Elephant Poop Safari – Kruger National Park

If you think a safari means leisurely driving around, taking pictures of lions and zebras who are posing for your pictures, think again. On a safari you spend hours gazing into bushes, up trees and along wide-stretched savannas in hope of catching a glimpse of an animal. Or anything that breathes. And more often than not you end up seeing nothing. At the same time, it is a wonderful adventure, and a memory that will last a lifetime.

We spent four days driving up and down dirt roads through Kruger National Park, entering in the middle of the park and moving a bit further south every day. At first, Eduardo was unimpressed. “What, we’re going to spend four days here?” he muttered the first day. We had just entered the park that morning, and had already seen our fair share of elephant poop and dry grass. But then we spotted our first impala. Cool. When a large group of baboons surrounded our car, it started to get interesting.

“Where are the lions?” Eduardo asked. “Somewhere, anywhere. They move,” I explained. For the first-timer it can be incomprehensible that the animals are actually wild – and free. They go wherever they want, do whatever they want, and you have to be lucky to actually catch a glimpse of them. When we saw a family of elephants crossing the road right in front of us, it sealed the deal. This was going to be a good safari.

DSC_5114 Elephant_family

Our first night, we saw some giraffes munching on thorn tree branches, and moments later heard a cheetah attack a baboon.

Zebras are everywhere, but they’re extremely shy, so we had to approach very slowly or they would run away. But when watching them close up, the way their patterns play together is hypnotizing.

DSC_5009 DSC_5118

Nearby the Lower Sabie restcamp we spotted maybe 30 elephants who had just taken a bath in the Sabie river.

We only saw one hippo out of water (sleeping). They usually spend their days in the water, with only their eyes peeking out. They only get out of the water at night to feed. You can also call them fricking lazy!

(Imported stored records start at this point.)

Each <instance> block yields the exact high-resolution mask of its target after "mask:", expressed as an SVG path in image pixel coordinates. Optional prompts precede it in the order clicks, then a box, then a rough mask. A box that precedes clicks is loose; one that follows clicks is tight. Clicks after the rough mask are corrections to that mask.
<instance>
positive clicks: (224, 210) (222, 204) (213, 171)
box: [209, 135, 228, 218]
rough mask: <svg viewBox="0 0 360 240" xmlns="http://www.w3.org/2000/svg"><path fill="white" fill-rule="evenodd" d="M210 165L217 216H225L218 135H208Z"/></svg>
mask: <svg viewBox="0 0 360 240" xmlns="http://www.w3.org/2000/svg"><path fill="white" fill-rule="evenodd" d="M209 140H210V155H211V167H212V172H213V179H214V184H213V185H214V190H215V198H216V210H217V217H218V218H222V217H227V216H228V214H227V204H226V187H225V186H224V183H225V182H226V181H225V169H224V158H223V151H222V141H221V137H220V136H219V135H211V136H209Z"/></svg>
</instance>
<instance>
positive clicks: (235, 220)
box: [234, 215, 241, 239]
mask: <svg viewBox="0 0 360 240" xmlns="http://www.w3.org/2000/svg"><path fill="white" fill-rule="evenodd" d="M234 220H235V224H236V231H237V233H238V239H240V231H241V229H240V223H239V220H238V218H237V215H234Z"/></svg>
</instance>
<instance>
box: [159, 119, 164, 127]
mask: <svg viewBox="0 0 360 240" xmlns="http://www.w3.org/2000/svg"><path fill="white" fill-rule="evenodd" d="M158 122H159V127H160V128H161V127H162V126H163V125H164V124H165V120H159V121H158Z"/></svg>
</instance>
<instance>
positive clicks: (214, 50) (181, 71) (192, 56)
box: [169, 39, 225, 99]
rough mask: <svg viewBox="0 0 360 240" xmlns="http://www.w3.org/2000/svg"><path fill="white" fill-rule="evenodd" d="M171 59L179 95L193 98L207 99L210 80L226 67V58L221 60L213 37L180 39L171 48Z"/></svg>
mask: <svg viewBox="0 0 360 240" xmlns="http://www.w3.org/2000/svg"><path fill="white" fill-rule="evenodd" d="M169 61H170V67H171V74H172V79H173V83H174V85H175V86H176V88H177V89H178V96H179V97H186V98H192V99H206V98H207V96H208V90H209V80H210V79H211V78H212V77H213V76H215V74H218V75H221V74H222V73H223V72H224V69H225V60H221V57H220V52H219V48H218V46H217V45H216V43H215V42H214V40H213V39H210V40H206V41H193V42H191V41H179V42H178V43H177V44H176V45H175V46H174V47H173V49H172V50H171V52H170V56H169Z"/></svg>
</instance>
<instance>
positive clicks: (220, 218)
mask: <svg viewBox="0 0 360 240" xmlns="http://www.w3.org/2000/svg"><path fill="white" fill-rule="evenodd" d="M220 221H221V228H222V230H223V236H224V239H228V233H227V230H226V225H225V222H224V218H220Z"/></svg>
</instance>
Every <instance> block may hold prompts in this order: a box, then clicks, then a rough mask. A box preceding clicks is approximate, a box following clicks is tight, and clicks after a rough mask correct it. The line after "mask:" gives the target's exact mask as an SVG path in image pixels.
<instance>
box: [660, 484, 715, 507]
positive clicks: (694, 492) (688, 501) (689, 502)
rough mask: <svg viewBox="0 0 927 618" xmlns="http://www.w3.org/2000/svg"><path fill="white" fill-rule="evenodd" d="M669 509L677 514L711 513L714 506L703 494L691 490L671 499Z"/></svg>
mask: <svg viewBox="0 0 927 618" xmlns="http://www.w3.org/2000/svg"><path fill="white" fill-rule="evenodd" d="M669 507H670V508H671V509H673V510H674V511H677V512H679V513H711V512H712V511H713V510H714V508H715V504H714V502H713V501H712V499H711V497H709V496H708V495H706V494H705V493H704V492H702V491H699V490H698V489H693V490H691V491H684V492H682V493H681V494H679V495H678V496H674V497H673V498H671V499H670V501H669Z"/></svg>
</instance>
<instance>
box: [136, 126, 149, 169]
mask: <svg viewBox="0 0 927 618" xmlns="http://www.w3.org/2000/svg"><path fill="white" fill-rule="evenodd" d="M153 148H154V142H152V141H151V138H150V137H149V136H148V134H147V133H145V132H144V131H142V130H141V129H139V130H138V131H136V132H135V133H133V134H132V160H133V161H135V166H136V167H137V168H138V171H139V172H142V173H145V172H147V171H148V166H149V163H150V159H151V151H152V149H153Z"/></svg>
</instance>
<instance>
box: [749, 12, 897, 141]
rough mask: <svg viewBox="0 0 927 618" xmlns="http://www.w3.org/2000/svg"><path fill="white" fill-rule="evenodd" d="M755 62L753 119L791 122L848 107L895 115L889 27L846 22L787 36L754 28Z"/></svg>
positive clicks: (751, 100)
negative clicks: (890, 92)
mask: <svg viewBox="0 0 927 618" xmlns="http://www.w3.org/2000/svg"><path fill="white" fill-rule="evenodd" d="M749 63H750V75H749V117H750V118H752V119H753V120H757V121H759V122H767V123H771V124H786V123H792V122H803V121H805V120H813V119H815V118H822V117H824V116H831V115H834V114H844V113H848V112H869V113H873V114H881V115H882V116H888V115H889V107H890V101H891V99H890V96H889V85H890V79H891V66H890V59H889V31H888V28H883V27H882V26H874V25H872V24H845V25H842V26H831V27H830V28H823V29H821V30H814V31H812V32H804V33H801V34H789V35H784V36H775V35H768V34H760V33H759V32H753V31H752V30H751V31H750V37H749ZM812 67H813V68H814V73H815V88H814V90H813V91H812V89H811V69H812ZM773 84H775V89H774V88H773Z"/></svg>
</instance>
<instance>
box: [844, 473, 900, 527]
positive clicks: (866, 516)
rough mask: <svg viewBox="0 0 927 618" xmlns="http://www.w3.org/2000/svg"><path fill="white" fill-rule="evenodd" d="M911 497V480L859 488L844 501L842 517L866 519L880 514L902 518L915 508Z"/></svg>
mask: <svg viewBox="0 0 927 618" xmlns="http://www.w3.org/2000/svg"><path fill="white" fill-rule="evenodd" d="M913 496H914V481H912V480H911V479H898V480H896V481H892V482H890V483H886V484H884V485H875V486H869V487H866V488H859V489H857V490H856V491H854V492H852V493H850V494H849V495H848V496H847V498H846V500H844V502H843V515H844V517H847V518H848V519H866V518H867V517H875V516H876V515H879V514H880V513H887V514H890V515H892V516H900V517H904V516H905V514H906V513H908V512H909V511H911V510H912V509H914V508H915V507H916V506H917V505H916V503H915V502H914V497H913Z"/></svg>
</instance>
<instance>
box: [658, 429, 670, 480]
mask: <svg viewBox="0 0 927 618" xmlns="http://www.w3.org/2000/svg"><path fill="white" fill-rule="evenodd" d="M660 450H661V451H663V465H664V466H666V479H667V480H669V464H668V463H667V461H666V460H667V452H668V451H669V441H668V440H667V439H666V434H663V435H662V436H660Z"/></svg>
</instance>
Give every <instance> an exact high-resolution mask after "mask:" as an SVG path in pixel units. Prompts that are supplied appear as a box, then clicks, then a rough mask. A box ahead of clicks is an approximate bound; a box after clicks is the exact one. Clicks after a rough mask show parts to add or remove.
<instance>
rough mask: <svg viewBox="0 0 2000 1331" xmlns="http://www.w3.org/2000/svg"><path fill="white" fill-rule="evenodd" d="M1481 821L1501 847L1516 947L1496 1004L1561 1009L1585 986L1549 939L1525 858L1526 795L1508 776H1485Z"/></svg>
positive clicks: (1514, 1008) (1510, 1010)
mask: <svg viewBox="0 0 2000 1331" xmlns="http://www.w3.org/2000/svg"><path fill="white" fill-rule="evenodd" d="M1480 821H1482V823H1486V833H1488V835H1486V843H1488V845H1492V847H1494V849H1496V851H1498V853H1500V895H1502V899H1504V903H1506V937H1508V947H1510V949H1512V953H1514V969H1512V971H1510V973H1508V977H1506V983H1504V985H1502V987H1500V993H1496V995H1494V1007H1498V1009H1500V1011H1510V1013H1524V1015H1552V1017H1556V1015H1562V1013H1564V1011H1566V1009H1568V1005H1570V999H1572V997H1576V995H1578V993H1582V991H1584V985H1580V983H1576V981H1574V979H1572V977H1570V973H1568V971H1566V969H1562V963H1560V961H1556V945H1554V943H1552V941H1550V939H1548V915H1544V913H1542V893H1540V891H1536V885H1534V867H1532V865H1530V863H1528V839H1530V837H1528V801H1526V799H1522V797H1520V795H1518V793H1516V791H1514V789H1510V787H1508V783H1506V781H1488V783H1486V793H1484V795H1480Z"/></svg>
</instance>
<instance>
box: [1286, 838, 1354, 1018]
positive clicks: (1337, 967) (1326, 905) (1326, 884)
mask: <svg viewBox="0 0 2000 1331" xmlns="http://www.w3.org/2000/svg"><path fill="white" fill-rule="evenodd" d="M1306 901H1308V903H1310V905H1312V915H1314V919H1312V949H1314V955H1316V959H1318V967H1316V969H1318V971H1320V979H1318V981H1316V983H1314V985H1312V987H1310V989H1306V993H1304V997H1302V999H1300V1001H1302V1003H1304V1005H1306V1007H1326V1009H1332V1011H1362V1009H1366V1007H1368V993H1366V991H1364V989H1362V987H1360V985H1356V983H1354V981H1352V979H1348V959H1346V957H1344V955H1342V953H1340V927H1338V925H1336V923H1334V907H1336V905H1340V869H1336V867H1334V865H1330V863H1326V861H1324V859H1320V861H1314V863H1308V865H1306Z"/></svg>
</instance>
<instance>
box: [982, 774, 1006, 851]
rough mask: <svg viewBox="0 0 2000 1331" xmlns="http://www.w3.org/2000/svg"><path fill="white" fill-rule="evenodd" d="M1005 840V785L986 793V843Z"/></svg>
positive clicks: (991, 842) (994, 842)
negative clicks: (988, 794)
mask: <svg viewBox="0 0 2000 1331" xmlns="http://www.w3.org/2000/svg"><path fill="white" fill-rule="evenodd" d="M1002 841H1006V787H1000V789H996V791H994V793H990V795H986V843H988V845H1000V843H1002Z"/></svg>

One of my favorites were the warthogs, extremely shy and almost blind, they take one look at you, then quickly run away with their tails up in the air.

And I adored the ugly wildebeests. The poor males sometimes spend weeks alone under a tree, protecting their territory, and hoping to meet a girl.

Early one morning we caught a glimpse of two spotted hyenas, stealing away along the road, then disappearing into the bush.

We almost were attacked by buffaloes that thought we got too close. The leader of a large herd suddenly pushed the others back, scraped his hoof, and got ready to charge. I quickly rolled up the window and screamed to Eduardo: “Go, go, go”. The photo below is taken just before it charged.

Buffalo

Our last night we spotted three rhinos that for once didn’t run away. They are simply, unbelievably huge and wonderful!

But the lions were the most difficult to discover. Our first lions, a female with two cubs, were sleeping under a tree, stomachs full with a fresh impala-dinner. We would never have seen them if someone hadn’t pointed them out to us. The next day, we found our own lions, sleeping in the high grass.

Lions_in_the_grass

After spending long days staring across bushes, we spent the nights in basic restcamp bungalows, where we dined on tuna, avocados, bread and wine. Without plates, and with toilet paper for napkins. Classy!

And, yes, of course Eduardo absolutely loved the safari.